Рождество в Париже | страница 35



— Правильно, болото, — кивнул Пьер, — потому что в древние времена, когда Сена выходила из берегов, эти места заливало водой. В средние века местность осушили. С тех пор квартал Марэ застраивался роскошными особняками для знати — герцогов, принцев, членов королевской семьи. Когда у меня бывает неспокойно на душе, я приезжаю сюда пройтись, полюбоваться на это великолепие, подумать о вечном, — признался Пьер.

— У нас в Лужниках тоже было болото, а теперь Дворец спорта, — сказала Маша, а про себя подумала: «И барахолка, на которой мы с мамой купили мне шубу».

Уловив грусть в ее голосе, Пьер произнес:

— Праздник начнется очень скоро, я сам буду возить тебя сюда каждый день.

Маша благодарно прижалась к Пьеру, посмотрела на седину у него на висках, которой немножко прибавилось за время их расставания. Девушка была признательна ему за все — что прекратил тяжелый разговор, что сдержал внезапно прорвавшуюся обиду, простил ее за отъезд в Москву, который, по его мнению, привел к несчастью.

Маша заглянула Пьеру в глаза. В них она не увидела теперь ни упрека, ни обиды — только тепло, любовь и покой. Чувство нежности и еще желание близости с мужчиной заполнили ее целиком. Она обвила шею Пьера руками и прошептала:

— Поехали домой.

Прижав ее к себе так, чтобы она могла почувствовать его, Пьер серьезно сказал:

— Машенька, ты становишься настоящей женщиной.

— Потому что рядом со мной добрый и великодушный мужчина, — в тон ему ответила Маша.


Следующий месяц в Париже прошел спокойно. Маша читала, занималась музыкой, гуляла. Пьер много работал. Он часто заговаривал с ней о свадьбе, о том, что у них принято заранее рассылать приглашения, рассказывал о своих именитых друзьях. Но, чувствуя какое-то внутреннее сопротивление Маши, в котором она даже сама не могла разобраться, умолкал, ждал подходящего случая.

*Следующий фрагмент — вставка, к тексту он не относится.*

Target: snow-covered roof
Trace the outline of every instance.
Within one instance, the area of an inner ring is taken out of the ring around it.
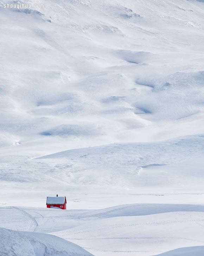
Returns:
[[[48,196],[47,197],[47,204],[64,204],[65,201],[65,196]]]

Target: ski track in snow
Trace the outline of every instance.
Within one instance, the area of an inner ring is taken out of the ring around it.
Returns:
[[[11,2],[0,254],[203,256],[204,1]]]

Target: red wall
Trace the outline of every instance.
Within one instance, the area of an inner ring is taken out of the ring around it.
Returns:
[[[59,207],[61,209],[63,210],[66,210],[66,204],[53,204],[53,206],[52,204],[48,204],[47,205],[47,208],[52,208],[51,206],[52,206],[53,207]],[[62,206],[62,207],[60,207],[60,206]]]

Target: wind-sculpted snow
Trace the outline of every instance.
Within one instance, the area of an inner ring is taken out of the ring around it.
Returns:
[[[202,254],[203,1],[43,2],[0,0],[4,244]]]
[[[204,254],[204,246],[194,246],[180,248],[154,256],[203,256]]]
[[[91,256],[72,243],[49,234],[13,231],[0,228],[2,256]]]

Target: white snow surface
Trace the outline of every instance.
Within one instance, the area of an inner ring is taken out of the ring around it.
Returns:
[[[91,256],[79,246],[57,237],[0,228],[1,256]]]
[[[204,1],[20,3],[0,0],[0,255],[203,256]]]

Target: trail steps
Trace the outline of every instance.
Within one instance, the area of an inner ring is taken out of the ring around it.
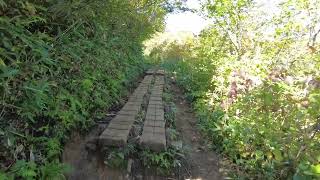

Иногда Маша начинала вдруг хандрить, скучала, ей хотелось заняться каким-нибудь делом, иметь близких друзей. Она теперь часто звонила в Москву подружкам, которые наперебой рассказывали ей столичные новости, просили что-нибудь купить, звали приехать домой. Но после ее поездки в Москву эта тема в разговоре с Пьером была запретной. Он, уступавший Маше во всем, во всех ее капризах, становился твердым, как кремень, и даже не хотел объяснять причины своего нежелания обсуждать этот вопрос. Обожая Машу, он все чаще стал задумываться, как ее развлечь и чем занять.

Однажды вечером, когда Маша вновь завела разговор о поездке в Москву, раздался телефонный звонок, и Пьер с кем-то долго беседовал. Сначала Маша услышала, как он от чего-то отказывался, говорил, что именно сейчас у него много работы и он неважно себя чувствует, что для него такая поездка тяжела, но потом неожиданно сказал: «Может быть» и обещал подумать.